I am going to suggest that one of McPherson’s arguments is that both race and UNIX are part of systems. Systems that  need each other to survive but when you ask someone if they care for one, they normally do not care for the other. The person then becomes blind to the other half of the image so to speak.

This reminds me of the programming versus personal life battle in the novel. You need interpersonal relationships to survive as a human being, and you need a job to help you survive as well. So, they are connected and your well being is somewhat dependent on them. When you focus on one however, the other suffers as we see in the novel with Ethan and his failure at a personal life because he is obsessed with “the jester.” So, he does not care for his personal life as much as he does for programming, and begins to have tunnel vision and obsessed with finding and correcting the bug.

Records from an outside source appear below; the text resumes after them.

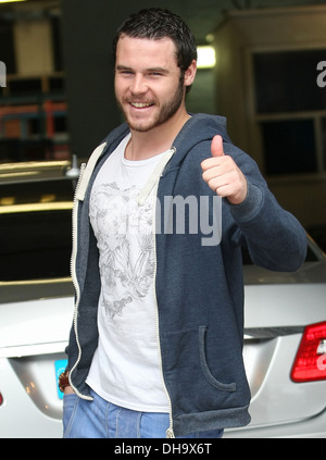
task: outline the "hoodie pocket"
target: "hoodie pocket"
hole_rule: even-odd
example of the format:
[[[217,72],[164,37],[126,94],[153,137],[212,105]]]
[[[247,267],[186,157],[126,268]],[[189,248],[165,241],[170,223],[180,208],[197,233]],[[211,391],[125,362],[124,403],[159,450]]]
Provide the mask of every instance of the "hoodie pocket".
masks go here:
[[[213,385],[215,388],[220,389],[221,391],[228,391],[234,393],[237,390],[237,385],[235,383],[222,383],[218,382],[211,373],[210,368],[206,361],[205,355],[205,335],[206,335],[206,327],[200,326],[199,327],[199,359],[202,372],[206,378],[206,381]]]

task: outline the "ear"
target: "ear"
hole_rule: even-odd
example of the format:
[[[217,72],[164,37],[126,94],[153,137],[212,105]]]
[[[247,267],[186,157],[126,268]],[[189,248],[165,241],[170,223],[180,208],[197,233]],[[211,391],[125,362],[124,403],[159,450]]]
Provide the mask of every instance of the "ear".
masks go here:
[[[187,71],[185,72],[185,86],[191,86],[197,73],[197,62],[193,59]]]

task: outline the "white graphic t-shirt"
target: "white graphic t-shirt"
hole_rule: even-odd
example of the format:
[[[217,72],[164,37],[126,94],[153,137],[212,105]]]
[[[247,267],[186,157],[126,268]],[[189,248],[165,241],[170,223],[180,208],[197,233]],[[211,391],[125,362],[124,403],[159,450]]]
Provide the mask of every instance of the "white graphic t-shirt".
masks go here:
[[[137,200],[164,153],[128,161],[127,136],[101,167],[90,196],[100,253],[99,345],[87,383],[133,410],[168,412],[154,297],[154,190]]]

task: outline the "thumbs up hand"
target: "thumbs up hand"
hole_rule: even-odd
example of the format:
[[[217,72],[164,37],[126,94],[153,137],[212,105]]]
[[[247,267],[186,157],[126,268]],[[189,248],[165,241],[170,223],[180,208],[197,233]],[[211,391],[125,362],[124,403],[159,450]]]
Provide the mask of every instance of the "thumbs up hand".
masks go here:
[[[247,197],[247,179],[233,158],[224,153],[218,135],[213,137],[211,153],[212,157],[201,163],[203,179],[218,196],[231,204],[240,204]]]

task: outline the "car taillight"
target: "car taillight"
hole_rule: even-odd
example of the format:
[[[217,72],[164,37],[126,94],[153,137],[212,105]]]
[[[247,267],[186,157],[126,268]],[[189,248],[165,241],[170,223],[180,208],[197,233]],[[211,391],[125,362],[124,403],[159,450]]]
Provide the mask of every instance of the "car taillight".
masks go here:
[[[304,328],[291,378],[297,383],[326,380],[326,322]]]

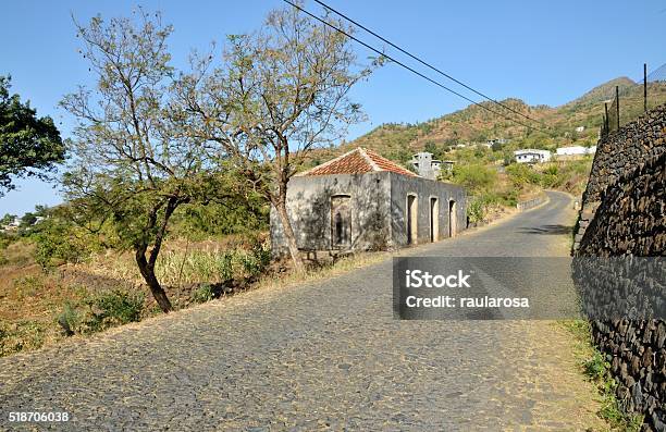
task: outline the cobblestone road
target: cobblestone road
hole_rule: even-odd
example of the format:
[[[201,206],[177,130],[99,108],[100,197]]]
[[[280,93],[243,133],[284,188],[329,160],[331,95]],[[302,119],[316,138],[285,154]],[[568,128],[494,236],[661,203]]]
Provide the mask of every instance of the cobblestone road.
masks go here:
[[[566,255],[569,199],[411,255]],[[0,359],[9,411],[55,430],[585,430],[599,425],[570,337],[544,321],[392,319],[391,262],[255,291]]]

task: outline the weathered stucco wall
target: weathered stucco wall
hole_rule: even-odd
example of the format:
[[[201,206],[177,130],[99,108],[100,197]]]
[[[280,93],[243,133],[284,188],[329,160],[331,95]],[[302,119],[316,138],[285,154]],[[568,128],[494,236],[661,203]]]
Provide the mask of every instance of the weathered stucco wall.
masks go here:
[[[287,210],[303,250],[331,249],[331,197],[349,195],[353,250],[385,250],[407,245],[407,195],[418,201],[417,244],[430,242],[430,198],[437,198],[439,238],[448,237],[448,202],[456,202],[456,232],[466,229],[465,190],[455,185],[392,172],[293,177]],[[271,209],[273,254],[287,252],[282,223]]]
[[[581,214],[577,256],[665,256],[665,113],[662,106],[600,141],[583,196],[587,214]],[[646,289],[664,281],[643,282]],[[593,321],[592,334],[612,357],[618,397],[645,415],[644,430],[666,431],[666,322]]]
[[[430,242],[430,198],[437,198],[439,238],[448,237],[449,201],[454,201],[456,233],[467,227],[467,199],[465,189],[448,183],[420,177],[406,177],[391,173],[391,233],[392,246],[407,246],[407,196],[417,197],[417,244]]]
[[[331,197],[349,195],[351,248],[385,248],[391,238],[388,188],[387,172],[292,177],[287,211],[298,247],[304,250],[331,248]],[[274,209],[271,209],[271,243],[274,254],[287,251],[282,223]]]

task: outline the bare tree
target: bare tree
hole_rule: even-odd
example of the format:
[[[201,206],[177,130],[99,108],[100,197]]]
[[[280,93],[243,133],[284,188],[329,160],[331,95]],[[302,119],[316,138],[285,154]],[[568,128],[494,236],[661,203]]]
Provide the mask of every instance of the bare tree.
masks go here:
[[[221,65],[198,59],[198,72],[181,82],[181,100],[195,119],[193,135],[221,144],[274,207],[301,272],[286,207],[289,178],[312,149],[333,145],[363,119],[349,90],[379,62],[360,66],[345,35],[295,8],[271,12],[261,32],[227,42]]]
[[[81,87],[61,102],[78,121],[64,185],[73,205],[109,221],[120,244],[134,250],[140,274],[169,312],[156,262],[174,211],[205,195],[211,176],[201,141],[183,134],[184,118],[171,103],[172,27],[159,13],[135,14],[75,22],[96,87]]]

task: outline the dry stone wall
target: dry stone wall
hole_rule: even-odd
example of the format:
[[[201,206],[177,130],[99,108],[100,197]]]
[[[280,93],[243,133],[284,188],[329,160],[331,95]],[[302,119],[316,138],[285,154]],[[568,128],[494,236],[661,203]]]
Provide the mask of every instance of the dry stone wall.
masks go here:
[[[579,219],[579,257],[666,255],[666,106],[600,141]],[[646,281],[646,283],[650,281]],[[662,281],[663,282],[663,281]],[[594,321],[628,409],[666,431],[666,322]]]
[[[596,146],[590,181],[582,197],[578,230],[574,240],[577,250],[582,236],[594,219],[602,195],[622,176],[666,152],[666,104],[649,111],[602,138]]]

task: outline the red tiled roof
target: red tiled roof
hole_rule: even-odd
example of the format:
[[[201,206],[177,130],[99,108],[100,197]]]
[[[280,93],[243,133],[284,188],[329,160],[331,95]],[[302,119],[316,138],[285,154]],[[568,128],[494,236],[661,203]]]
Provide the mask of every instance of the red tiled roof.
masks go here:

“The jester” starts to really take over both Berta and Ethan’s life, and makes the other aspects of their life fade away. For example on page 152 of The Bug, “Ethan’s awareness of his body…was lost.” He had lost all sense of time and was left with only his programming. His life took a backseat just like in McPherson’s paper she suggest race did to technology for many people.


This image kind of sums up what should happen in one’s life. There should be a balance between your relationships, your self-care, and your work, but often times that is not the case and we end up with Ethan forgetting about the outside world or people forgetting that racial problems exist because technology says so. More often than not we end up with a triangle like the college life triangle below where we have to choose two to survive or sometimes just one.


We need it all to succeed and be healthy just like the characters in the book need a balance to be healthy but we see them start to become unbalanced as their life becomes unbalanced.